Abstract
The Seismic Footprint of Traffic
Nima Riahi
University of California, San Diego (UCSD)
Scripps Institution of Oceanography
The vibrations caused by moving wheeled vehicles can reveal much about vehicle location, velocity and size.
As a data-source they are furthermore anonymous and weather-proof. So it is perhaps surprising that little empirical knowledge exists about the seismic footprint of traffic.
We had a serendipitous opportunity to look into this "terra incognita" in 2014: an oil company decided to share with us their seismic imaging data consisting of 5200+ sensors spaced about 90m apart and blanketing Long Beach (CA).

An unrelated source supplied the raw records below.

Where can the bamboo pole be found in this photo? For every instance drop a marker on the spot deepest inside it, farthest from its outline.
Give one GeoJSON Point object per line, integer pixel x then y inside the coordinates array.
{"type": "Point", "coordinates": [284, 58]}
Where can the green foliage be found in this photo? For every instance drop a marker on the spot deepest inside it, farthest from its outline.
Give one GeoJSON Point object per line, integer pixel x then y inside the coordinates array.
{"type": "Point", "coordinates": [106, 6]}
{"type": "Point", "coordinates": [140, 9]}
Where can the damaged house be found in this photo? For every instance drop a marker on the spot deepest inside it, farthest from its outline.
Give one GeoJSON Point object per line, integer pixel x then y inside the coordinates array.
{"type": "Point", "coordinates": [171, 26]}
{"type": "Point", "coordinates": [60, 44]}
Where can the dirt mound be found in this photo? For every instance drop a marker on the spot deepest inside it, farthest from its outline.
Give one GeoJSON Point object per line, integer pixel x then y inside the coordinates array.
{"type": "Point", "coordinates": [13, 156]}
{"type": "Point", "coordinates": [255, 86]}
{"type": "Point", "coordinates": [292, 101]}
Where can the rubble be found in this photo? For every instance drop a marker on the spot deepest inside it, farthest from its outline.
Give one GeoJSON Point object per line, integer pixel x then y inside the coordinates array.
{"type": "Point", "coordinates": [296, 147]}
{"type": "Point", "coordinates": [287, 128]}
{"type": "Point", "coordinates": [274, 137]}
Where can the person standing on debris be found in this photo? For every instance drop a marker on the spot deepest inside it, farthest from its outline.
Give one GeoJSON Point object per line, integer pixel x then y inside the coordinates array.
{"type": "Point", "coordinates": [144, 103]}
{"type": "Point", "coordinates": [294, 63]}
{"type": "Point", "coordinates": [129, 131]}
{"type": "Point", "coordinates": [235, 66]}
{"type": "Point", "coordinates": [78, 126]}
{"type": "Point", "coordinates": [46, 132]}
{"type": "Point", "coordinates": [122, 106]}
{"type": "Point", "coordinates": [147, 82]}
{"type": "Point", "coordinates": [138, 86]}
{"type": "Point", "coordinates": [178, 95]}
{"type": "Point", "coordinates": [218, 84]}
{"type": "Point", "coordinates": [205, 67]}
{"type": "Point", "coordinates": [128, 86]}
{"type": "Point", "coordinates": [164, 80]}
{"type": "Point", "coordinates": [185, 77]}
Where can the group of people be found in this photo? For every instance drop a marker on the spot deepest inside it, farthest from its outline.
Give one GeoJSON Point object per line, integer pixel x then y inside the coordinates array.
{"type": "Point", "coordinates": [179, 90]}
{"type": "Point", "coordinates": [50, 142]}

Such exceptional data may actually become less exceptional in the future: changes in sensor costs, weight, and power-usage are already causing a trend towards more dense and distributed sensor networks in seismic studies.
I’ll start this talk with a quick excursion on the seismic remote-sensing paradigm. I’ll then describe some existing work on seismic effects from vehicles and the use of seismic sensors as in-roadway traffic counters. Of course we’ll also peak into the treasure trove of the Long Beach data to see how various analytical tools such as spatio-temporal filtering, mixture models, network theory, and sparse matched-field processing can be used to reveal traffic information.